I watched this video from youtube : 







    and I thought why not I have similar card and I can make a good use of this mod but I hit the rock bottom coz I could not find the bios not even the original BIOS for the card so how come I could find a gaming  variant BIOS for Mining card as in the youtube video ... I only need a working bios file  So please help me out to fix this matter if possible for you guyz thank you alot


----------



## FreedomEclipse (Mar 9, 2019)

Hello, Welcome to TechPowerUp. Your call is important to us. Unfortunately all lines are busy, Please hold the line and an operator will be with you as soon as they are available <waiting queue music>

@eidairaman1 


Can i suggest that you prepare your card by removing the cooler and giving us a picture of the GPU die itself and of the memory. Seeing the model numbers on both will greatly reduce the time needed in finding the right bios. a MPN or SKU number would also be helpful.


----------



## MTF96zn (Mar 9, 2019)

FreedomEclipse said:


> Hello, Welcome to TechPowerUp. Your call is important to us. Unfortunately all lines are busy, Please hold the line and an operator will be with you as soon as they are available <waiting queue music>
> 
> @eidairaman1
> 
> ...


thank you very much for fast response I will send these picture that you requested as fast as possible


----------



## eidairaman1 (Mar 9, 2019)

Im on my day job, so it will take a bit, dont abandon the forum, you will be provided an answer



MTF96zn said:


> Hello
> I could not find bios for this Mining Graphics card     https://www.asus.com/Graphics-Cards/MINING-RX470-4G/     .
> Actually I want  to change it's bios to convert from mining edition to gaming edition  so is there any equivalent BIOS to this card to make that happen ???
> 
> ...



Is the card currently working? Does it have the monitor working on it?


----------



## MTF96zn (Mar 10, 2019)

eidairaman1 said:


> Im on my day job, so it will take a bit, dont abandon the forum, you will be provided an answer
> 
> 
> 
> Is the card currently working? Does it have the monitor working on it?


 hello
yea it is working I'm running it via DVI connector now
and I managed to make a backup from current BIOS but haven't found a Gaming variant  Bios for this card and of course the card I think has a different  name too "Asus MINING-RX470-4G-LED" maybe that can ring a bell ...
thanks for your help ...


----------



## NdMk2o1o (Mar 10, 2019)

There is no official gaming bios for it it was intended for mining though it should work for gaming too as long as its still got the original bios from the mfr, if someone has flashed it again since then you need the original bios which I'll be happy to have a look for

Does the card work in games?


----------



## hat (Mar 10, 2019)

Yeah, a mining card isn't going to have an official "gaming" BIOS. These cards, after all, were intended for mining...

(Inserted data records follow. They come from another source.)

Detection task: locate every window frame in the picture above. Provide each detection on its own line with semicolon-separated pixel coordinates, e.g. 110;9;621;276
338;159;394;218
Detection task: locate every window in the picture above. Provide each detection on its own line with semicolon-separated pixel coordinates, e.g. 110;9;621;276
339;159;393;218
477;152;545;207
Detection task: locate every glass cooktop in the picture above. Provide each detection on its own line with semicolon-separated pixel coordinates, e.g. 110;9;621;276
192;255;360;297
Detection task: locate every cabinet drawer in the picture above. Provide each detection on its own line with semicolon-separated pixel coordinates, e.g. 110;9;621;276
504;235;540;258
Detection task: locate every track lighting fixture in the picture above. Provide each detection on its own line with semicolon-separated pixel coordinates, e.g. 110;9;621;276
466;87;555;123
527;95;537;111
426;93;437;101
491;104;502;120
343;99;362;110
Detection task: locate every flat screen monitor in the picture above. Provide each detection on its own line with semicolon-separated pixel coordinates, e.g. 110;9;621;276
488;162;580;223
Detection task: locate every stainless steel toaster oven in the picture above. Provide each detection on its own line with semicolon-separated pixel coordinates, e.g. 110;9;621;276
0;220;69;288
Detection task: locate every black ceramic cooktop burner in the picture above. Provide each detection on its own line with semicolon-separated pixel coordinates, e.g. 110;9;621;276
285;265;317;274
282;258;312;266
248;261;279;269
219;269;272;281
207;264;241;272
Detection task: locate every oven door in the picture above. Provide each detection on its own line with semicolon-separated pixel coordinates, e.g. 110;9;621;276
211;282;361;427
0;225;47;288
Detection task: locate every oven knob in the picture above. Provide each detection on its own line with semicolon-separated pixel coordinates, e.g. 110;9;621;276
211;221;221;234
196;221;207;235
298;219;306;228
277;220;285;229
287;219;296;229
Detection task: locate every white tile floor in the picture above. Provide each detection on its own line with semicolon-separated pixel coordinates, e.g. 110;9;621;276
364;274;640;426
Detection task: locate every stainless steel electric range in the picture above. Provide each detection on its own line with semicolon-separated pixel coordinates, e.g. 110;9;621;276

That said, if it works (assuming you got a good deal on it) just be happy with it.

The only thing you can do, *if you're willing to risk your card*, is try flashing a BIOS from another ASUS RX470. Chances are good that it might not work at all if you do this, though...


----------



## NdMk2o1o (Mar 10, 2019)

Just had a quick look there none with the same device and sub system id I could find so would need to mod a bios in PBE to be able to flash it with a non mining bios file though op needs to clarify if the gpu actually works in games, if so then there's no need to flash it anyway


hat said:


> Yeah, a mining card isn't going to have an official "gaming" BIOS. These cards, after all, were intended for mining...
> 
> That said, if it works (assuming you got a good deal on it) just be happy with it.
> 
> The only thing you can do, *if you're willing to risk your card*, is try flashing a BIOS from another ASUS RX470. Chances are good that it might not work at all if you do this, though...


----------



## MTF96zn (Mar 10, 2019)

FreedomEclipse said:


> Hello, Welcome to TechPowerUp. Your call is important to us. Unfortunately all lines are busy, Please hold the line and an operator will be with you as soon as they are available <waiting queue music>
> 
> @eidairaman1
> 
> ...



Here these are the stuff i could find on the card maybe useful things In those ... and I think memory controllers are made by Samsung ... . *An other thing is I think the card looks similar to Expedition versions of Asus Graphics card* .... _*like RX570 **Expedition*_


----------



## NdMk2o1o (Mar 10, 2019)

MTF96zn said:


> Here these are the stuff i could find on the card maybe useful things In those ... and I think memory controllers are made by Samsung ... . *An other thing is I think the card looks similar to Expedition versions of Asus Graphics card .... like RX570 **Expedition*
> 
> 
> 
> ...


Does the card actually work in games or not?


----------



## MTF96zn (Mar 10, 2019)

NdMk2o1o said:


> Does the card actually work in games or not?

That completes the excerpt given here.